INTERVIEW – Dies ist eine Premiere: mit Louvre CoutureDas „Museum der Museen“ vereint Meisterwerke der dekorativen Kunst und ikonische Kleidung großer Designer.
In den letzten Jahren gab es keine große Institution, die nicht ihre Modeausstellung hatte. Normalerweise fasziniert das Thema an der Schnittstelle zwischen Wissenschaftskultur und Popkultur die Massen, insbesondere die Generation Z, die das Spektakuläre liebt. Aber das „Museum der Museen“ hatte es bisher noch nicht versucht. Es ist erledigt Louvre Couture (1), eine schillernde Reise, die ikonische Stücke aus Leihgaben von 45 der größten Häuser und Meisterwerke aus der Kunstobjektabteilung des Museums zusammenbringt.

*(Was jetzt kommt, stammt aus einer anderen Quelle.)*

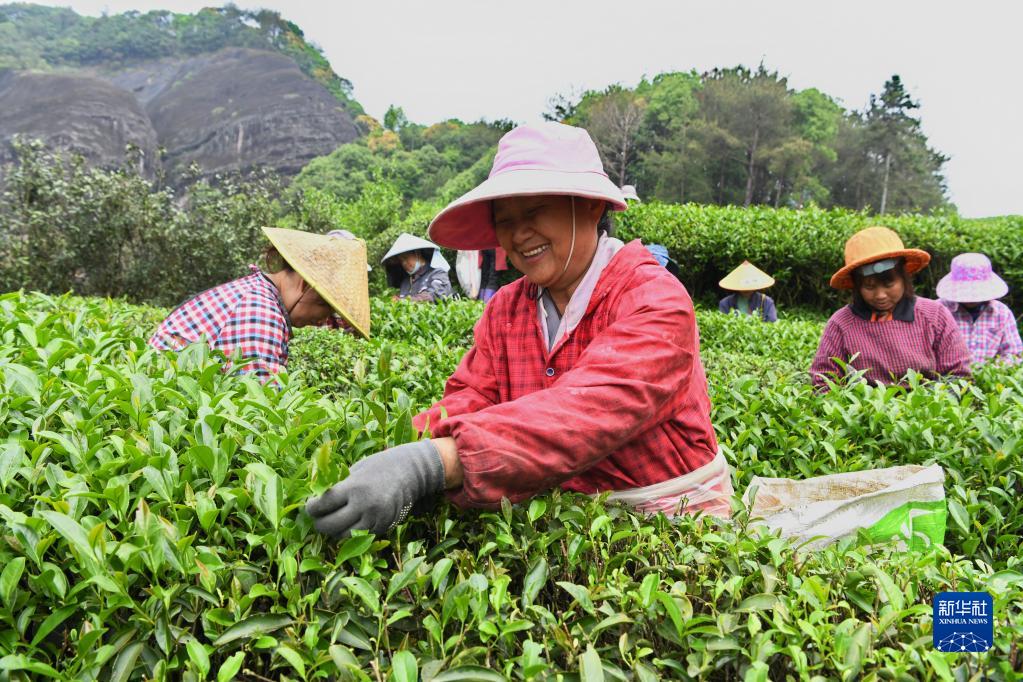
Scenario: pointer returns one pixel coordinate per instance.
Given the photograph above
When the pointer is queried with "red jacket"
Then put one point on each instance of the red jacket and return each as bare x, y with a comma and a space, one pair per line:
619, 403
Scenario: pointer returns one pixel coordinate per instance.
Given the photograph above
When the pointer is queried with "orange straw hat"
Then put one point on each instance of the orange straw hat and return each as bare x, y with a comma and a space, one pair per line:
877, 243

Im Mittelpunkt der über 9.000 m² großen Kollektion stehen Silhouetten von (unter anderem) Künstlern wie Azzedine Alaïa, Rick Owens, Hubert de Givenchy, Marine Serre, Thom Browne, Alexander McQueen, Demna und Karl Lagerfeld, die mit der Geschichte der dekorativen Künste in Einklang stehen. das der Stile, Handwerke und Ornamente, von Byzanz bis zum Zweiten Kaiserreich. Ein ästhetischer, wissenschaftlicher und unkonventioneller Spaziergang durch die Modegeschichte seit den 1960er Jahren, entworfen von Olivier Gabet, Direktor der Abteilung für Kunstobjekte des Louvre.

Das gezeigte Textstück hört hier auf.